(Continuação daqui)
117. D. Manuel III
No decreto de nomeação dos membros da Comissão Diocesana para a Protecção de Menores, D. Manuel Clemente, então Cardeal Patriarca de Lisboa, introduz-se assim (cf. aqui):
DOM MANUEL III, CARDEAL-PRESBÍTERO DA SANTA IGREJA ROMANA, DO TÍTULO DE SANTO ANTÓNIO DOS PORTUGUESES NO CAMPO DE MARTE, POR MERCÊ DE DEUS E DA SÉ APOSTÓLICA, PATRIARCA DE LISBOA.
Na Comissão estão vários agentes da justiça portuguesa, para além do juiz Vaz Patto. O mais destacado de todos é mesmo o seu coordenador, José Souto Moura, que já foi Procurador-Geral da República, isto é, chefe do Ministério Público. Não surpreende que o padre Mário Rui Pedras tenha sido tratado segundo os princípios de "justiça" próprios da Inquisição, um dos quais é precisamente o da presunção de culpabilidade (cf. aqui).
Em 2015 o Grupo de Estados Contra a Corrupção (GRECO) do Conselho da Europa, de que Portugal faz parte, adoptou um conjunto de recomendações para prevenir a corrupção entre juízes, magistrados do MP e deputados.
Passados nove anos, nenhuma das seis medidas recomendadas para os juízes está completamente implementada em Portugal. A mais importante de todas seria a adopção de um código de conduta dos juízes - algo que hoje até já os jogadores de futebol são obrigados a assinar - que, entre outras coisas, impeça as situações de conflito de interesses (cf. aqui).
Por isto mesmo protestei junto do novo Cardeal Patriarca de Lisboa, D. Rui Valério (cf. aqui), e do presidente da Comissão Episcopal Portuguesa, D. José Ornelas (cf. aqui), mas ainda não obtive resposta. A Igreja Católica é cúmplice da corrupção da justiça em Portugal ao chamar magistrados que servem o Estado português para a servir também.

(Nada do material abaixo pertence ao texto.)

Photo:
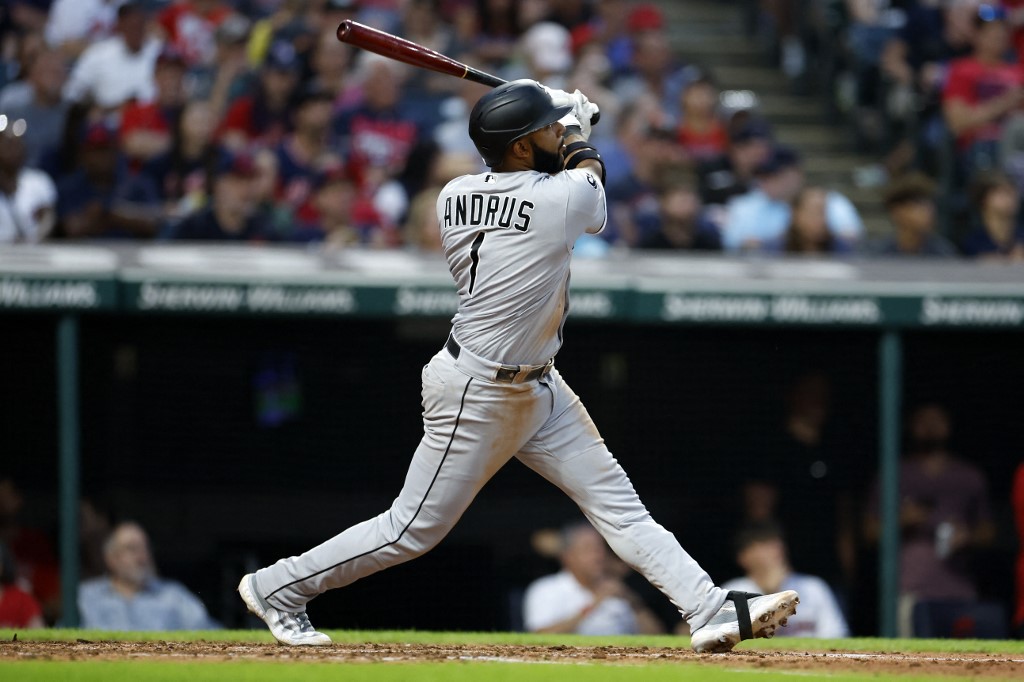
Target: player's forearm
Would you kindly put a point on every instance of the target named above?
(588, 164)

O caso do juiz Vaz Patto desafia toda a imaginação. Sendo juiz de um alto tribunal do país - o Tribunal da Relação do Porto -, o juiz Vaz Patto serve a Igreja Católica nas seguintes capacidades: presidente da Comissão Nacional Justiça e Paz, um órgão da Conferência Episcopal Portuguesa; juiz do Tribunal Patriarcal de Lisboa; membro da Comissão Diocesana para a Protecção de Menores; presidente da Assembleia Geral da Associação "O Ninho"; editor da revista "Cidade Nova" do Movimento dos Focolares.
E qual é o mal?
O seguinte: enquanto juiz, ele presta lealdade ao Estado português e à Constituição e, enquanto membro das diferentes organizações católicas, ele presta lealdade à Igreja e ao Catecismo. Ora, em muitos aspectos, existe uma oposição radical entre a Constituição do Estado português e o Catecismo da Igreja Católica.

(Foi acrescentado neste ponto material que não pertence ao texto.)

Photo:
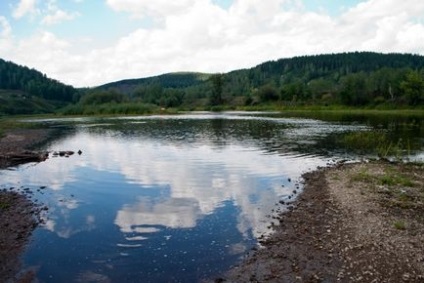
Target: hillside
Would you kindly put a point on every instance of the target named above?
(28, 91)
(352, 79)
(357, 79)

A principal resulta de o Estado português ser uma República Democrática ao passo que a Igreja Católica é uma Monarquia Absoluta, na realidade, a única Monarquia Absoluta actualmente existente na Civilização Ocidental, com sede no Vaticano, e representada até há pouco tempo em Portugal por D. Manuel III.
Mas existem outras diferenças, que decorrem da anterior. A Constituição põe a liberdade acima da autoridade, ao passo que o Catecismo põe a autoridade acima da liberdade. É que no protestantismo cristão, que deu origem à democracia, é pela liberdade (de interpretação das Escrituras) que se chega a Deus, ao passo que no catolicismo chega-se a Deus pela autoridade (da Igreja na interpretação das Escrituras).

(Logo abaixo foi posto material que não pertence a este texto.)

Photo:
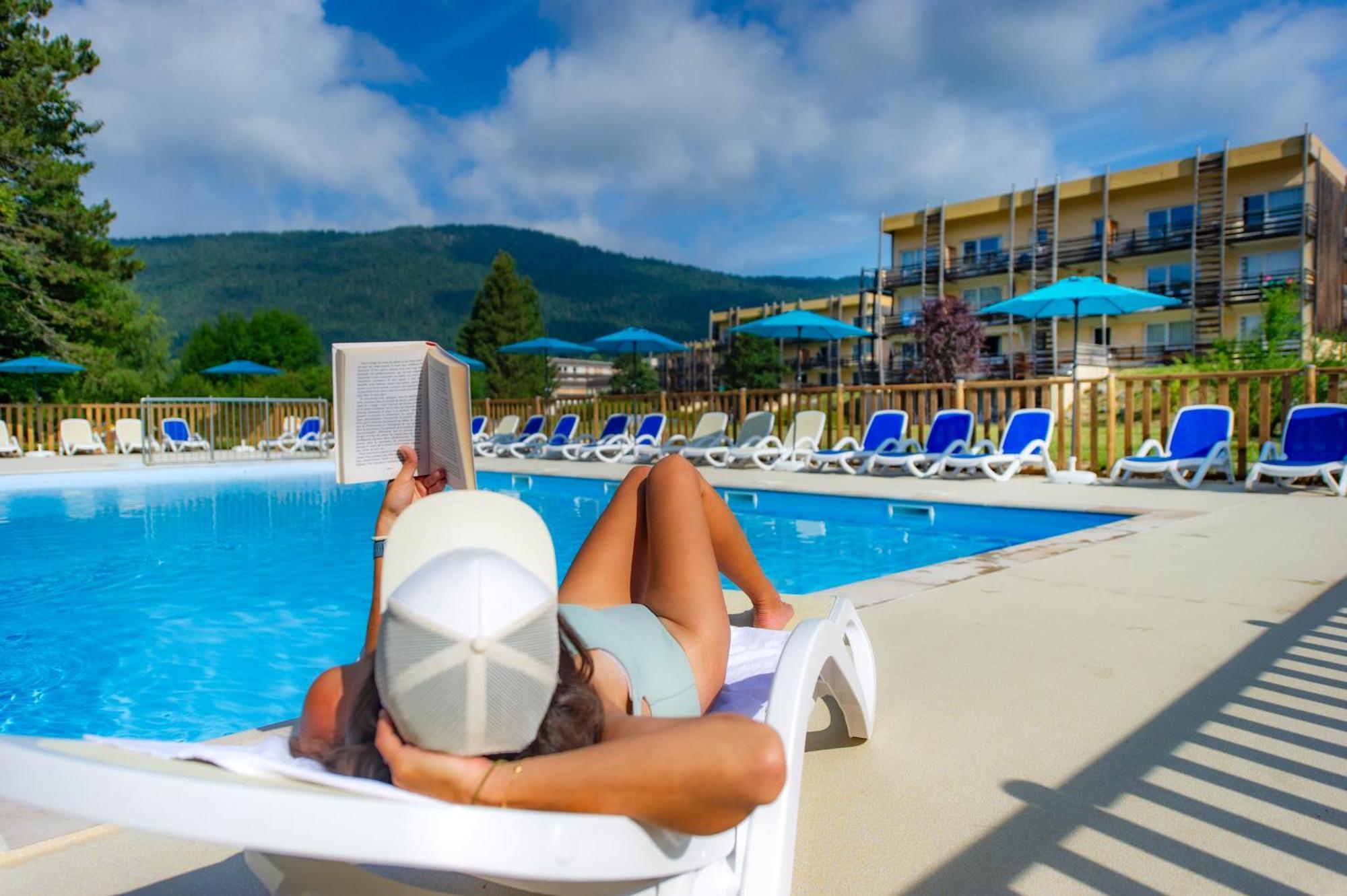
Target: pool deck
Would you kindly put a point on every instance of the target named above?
(1158, 705)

Quando tem de julgar um caso judicial em que estejam envolvidos estes dois valores, como é que o juiz Vaz Patto decide, pela doutrina do Estado democrático, que põe a liberdade acima da autoridade, ou pela doutrina da Igreja Católica, que põe a autoridade acima da liberdade?
Devia decidir pela doutrina do Estado democrático, que é quem lhe paga para ser juiz. Mas não. Ele decidiu pela doutrina da Igreja Católica, em que não se pode criticar a autoridade (no caso, de um político e distinto advogado, ainda por cima, Professor disto e daquilo: cf. aqui). Quem decidiu pela doutrina do Estado democrático foi o Tribunal Europeu dos Direitos Humanos (cf. aqui).